In certain embodiments, the inorganic compound or complex may be
deposited on the fiber surface in a relatively uniform manner and
act as a barrier to prevent hydrogen bonds from being formed
between the fibers. At the same time, due to its rigid nature, the
inorganic compound or complex may increase the fiber's modulus. In
certain embodiments treated fibers have relatively uniform
distribution of silicon whereas the untreated fibers are
substantially free from silicon. The distribution of a given
inorganic compound on the fiber surface may be measured using a
scanning electron microscope having single beams with different
angles in the far field.
As noted previously, formation of a treated fiber generally results
by reacting at least one compound, generally referred to
hereinafter as the first reagent, selected from the group
consisting of a silicate, a silyl, a silane, and an alkaline metal
and a precipitating agent in the presence of the fiber at or above
the critical fiber consistency. In one particularly preferred
embodiment the first reagent is a water-soluble compound having a
water solubility of greater than about 100 mg/mL and more
preferably greater than about 200 mg/mL and still more preferably
greater than about 500 mg/mL, when measured at 25.degree. C. The
water solubility of the first reagent provides the advantage of
simplifying the modification process, reducing costs and improving
reaction yields of treated fibers.
The water-soluble compound may be organic or inorganic. Suitable
water-soluble compounds include silicates and alkaline metals
including alkaline earth metals. In certain preferred embodiments
the water-soluble compound is a silicate selected from the group
consisting of sodium silicate, potassium silicate, lithium silicate
and quaternary ammonium silicates. In one particularly preferred
embodiment the water-soluble compound comprises a silicate and more
preferably alkaline metal silicates such as sodium silicate,
potassium silicate or lithium silicate, and combinations thereof.

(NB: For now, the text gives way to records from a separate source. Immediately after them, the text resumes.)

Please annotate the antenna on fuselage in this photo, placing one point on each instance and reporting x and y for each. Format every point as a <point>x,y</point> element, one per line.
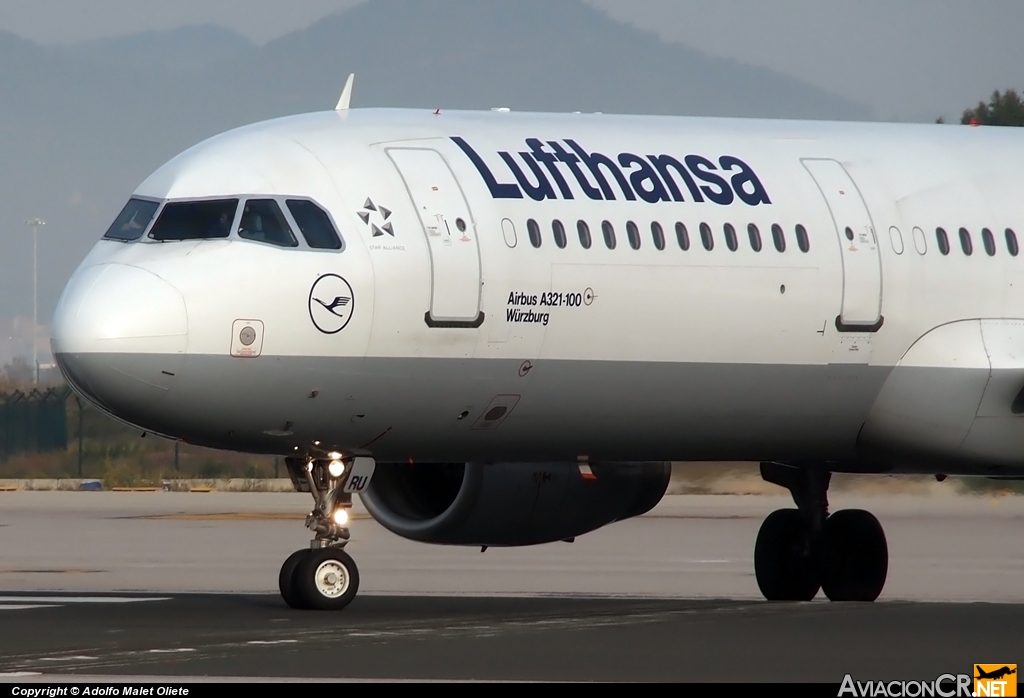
<point>346,94</point>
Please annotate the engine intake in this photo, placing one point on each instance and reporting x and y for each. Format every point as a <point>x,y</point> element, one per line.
<point>505,505</point>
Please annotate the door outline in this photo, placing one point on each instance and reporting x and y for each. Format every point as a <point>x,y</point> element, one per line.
<point>470,323</point>
<point>850,278</point>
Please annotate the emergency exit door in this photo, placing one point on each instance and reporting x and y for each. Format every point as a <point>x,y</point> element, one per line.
<point>451,234</point>
<point>861,305</point>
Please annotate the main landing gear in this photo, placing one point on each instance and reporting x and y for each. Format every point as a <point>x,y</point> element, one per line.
<point>801,551</point>
<point>323,577</point>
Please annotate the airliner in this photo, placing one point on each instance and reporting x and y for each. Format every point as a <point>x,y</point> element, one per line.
<point>500,328</point>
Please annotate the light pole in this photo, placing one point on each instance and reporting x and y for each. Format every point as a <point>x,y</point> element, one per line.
<point>36,223</point>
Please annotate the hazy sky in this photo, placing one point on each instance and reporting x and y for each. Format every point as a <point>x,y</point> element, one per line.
<point>911,59</point>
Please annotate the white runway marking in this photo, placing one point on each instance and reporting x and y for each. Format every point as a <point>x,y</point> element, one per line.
<point>80,600</point>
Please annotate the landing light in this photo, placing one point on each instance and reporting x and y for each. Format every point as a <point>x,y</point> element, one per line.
<point>337,469</point>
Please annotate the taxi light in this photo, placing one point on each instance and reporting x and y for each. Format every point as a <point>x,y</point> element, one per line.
<point>337,469</point>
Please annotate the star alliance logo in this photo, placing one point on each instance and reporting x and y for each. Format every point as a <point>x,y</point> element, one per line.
<point>371,210</point>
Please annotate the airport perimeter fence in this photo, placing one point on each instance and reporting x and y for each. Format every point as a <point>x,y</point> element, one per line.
<point>33,422</point>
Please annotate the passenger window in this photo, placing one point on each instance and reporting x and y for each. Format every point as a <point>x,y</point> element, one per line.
<point>633,233</point>
<point>755,235</point>
<point>803,242</point>
<point>657,234</point>
<point>706,237</point>
<point>609,234</point>
<point>730,237</point>
<point>196,220</point>
<point>988,241</point>
<point>584,230</point>
<point>534,231</point>
<point>779,237</point>
<point>920,242</point>
<point>966,244</point>
<point>682,236</point>
<point>314,224</point>
<point>558,230</point>
<point>262,221</point>
<point>132,221</point>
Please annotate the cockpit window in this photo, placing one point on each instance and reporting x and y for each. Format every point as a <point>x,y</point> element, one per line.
<point>133,221</point>
<point>262,221</point>
<point>314,224</point>
<point>196,220</point>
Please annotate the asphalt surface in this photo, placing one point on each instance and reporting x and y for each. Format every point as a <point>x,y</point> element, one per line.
<point>183,585</point>
<point>510,639</point>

For example, sodium silicates useful in the present invention may
have a SiO:Na.sub.2O ratio between about 2:1 to about 4:1 and more
preferably from about 2:1 to about 2.85:1.
In other embodiments the first reagent is a silane compound, such
as tetraethoxysilane (TEOS), or a silyl, such as trimethylsilyl
isocyanate. In a particularly preferred embodiment the first
reagent is a silane and more particularly an alkoxysilane.

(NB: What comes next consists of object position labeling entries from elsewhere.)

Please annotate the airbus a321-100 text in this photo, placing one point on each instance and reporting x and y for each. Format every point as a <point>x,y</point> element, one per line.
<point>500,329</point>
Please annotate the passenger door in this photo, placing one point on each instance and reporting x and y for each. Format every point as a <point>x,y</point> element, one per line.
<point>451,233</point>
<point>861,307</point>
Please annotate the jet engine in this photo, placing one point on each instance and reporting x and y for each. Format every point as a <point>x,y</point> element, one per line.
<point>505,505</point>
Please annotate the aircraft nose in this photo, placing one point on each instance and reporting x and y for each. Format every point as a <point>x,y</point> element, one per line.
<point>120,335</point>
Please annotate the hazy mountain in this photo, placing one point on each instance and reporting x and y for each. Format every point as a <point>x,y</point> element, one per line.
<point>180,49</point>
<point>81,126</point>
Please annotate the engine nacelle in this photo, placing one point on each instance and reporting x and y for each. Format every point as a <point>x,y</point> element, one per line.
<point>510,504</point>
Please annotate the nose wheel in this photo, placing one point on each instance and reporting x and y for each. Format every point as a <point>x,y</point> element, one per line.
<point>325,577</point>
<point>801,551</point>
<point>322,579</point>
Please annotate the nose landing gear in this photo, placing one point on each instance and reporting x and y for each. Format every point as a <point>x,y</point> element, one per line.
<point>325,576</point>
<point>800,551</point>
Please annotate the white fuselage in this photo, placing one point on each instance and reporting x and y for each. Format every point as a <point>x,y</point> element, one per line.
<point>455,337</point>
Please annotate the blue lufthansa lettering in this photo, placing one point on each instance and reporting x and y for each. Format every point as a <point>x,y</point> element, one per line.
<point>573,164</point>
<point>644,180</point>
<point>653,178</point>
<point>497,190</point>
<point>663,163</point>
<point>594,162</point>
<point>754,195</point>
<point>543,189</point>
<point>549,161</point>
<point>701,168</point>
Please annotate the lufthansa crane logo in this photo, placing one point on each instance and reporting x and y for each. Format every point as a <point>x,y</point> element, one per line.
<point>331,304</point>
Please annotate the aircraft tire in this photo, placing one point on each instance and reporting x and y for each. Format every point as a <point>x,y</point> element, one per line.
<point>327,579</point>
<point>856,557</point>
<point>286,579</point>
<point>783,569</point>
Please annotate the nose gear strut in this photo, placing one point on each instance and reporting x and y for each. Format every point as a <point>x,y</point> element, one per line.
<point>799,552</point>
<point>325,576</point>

Particularly useful alkoxysilane include a class of materials
commonly referred to as "sol-gel," as described in a recent review
article by Ciriminna et al. (Chem. Rev. (2013), 113 (8), pp
6592-6620. The alkoxysilane provides reactive silyl groups that can
be hydrolyzed in the presence of small amounts of water to form
compounds having silanol (SiOH) groups that may be further reacted
to form --Si--O--Si-- linkages, thereby forming a crosslinked
matrix. The alkoxysilane has a formula of Si(OR)4, wherein R is an
alkyl group. The alkoxy portion (i.e., --OR) of the alkoxysilane
contains from 1 to about 12 carbon atoms, from 1 to about 8 carbon
atoms, or from 1 to about 4 carbon atoms. The alkoxy group can be
straight or branched. In embodiments, the hydrolyzable alkoxysilane
includes tetramethoxysilane, tetraethoxysilane (TEOS),
tetrapropoxysilane, tetraisopropoxy silane, or combinations
thereof.
Further, in certain embodiments, where the first reagent is a
silane compound, the silane compound may be dissolved in an organic
solvent. Suitable organic solvents may include, for example,
alcohols, cellosolves such as methyl cellosolve, ethyl cellosolve,
butyl cellosolve and cellosolve acetate, ketones such as acetone
and methyl ethyl ketone, and ethers such as dioxane and
tetrahydrofuran. Preferred are alcohols such as, for example,
methanol, ethanol, isopropanol and butanol.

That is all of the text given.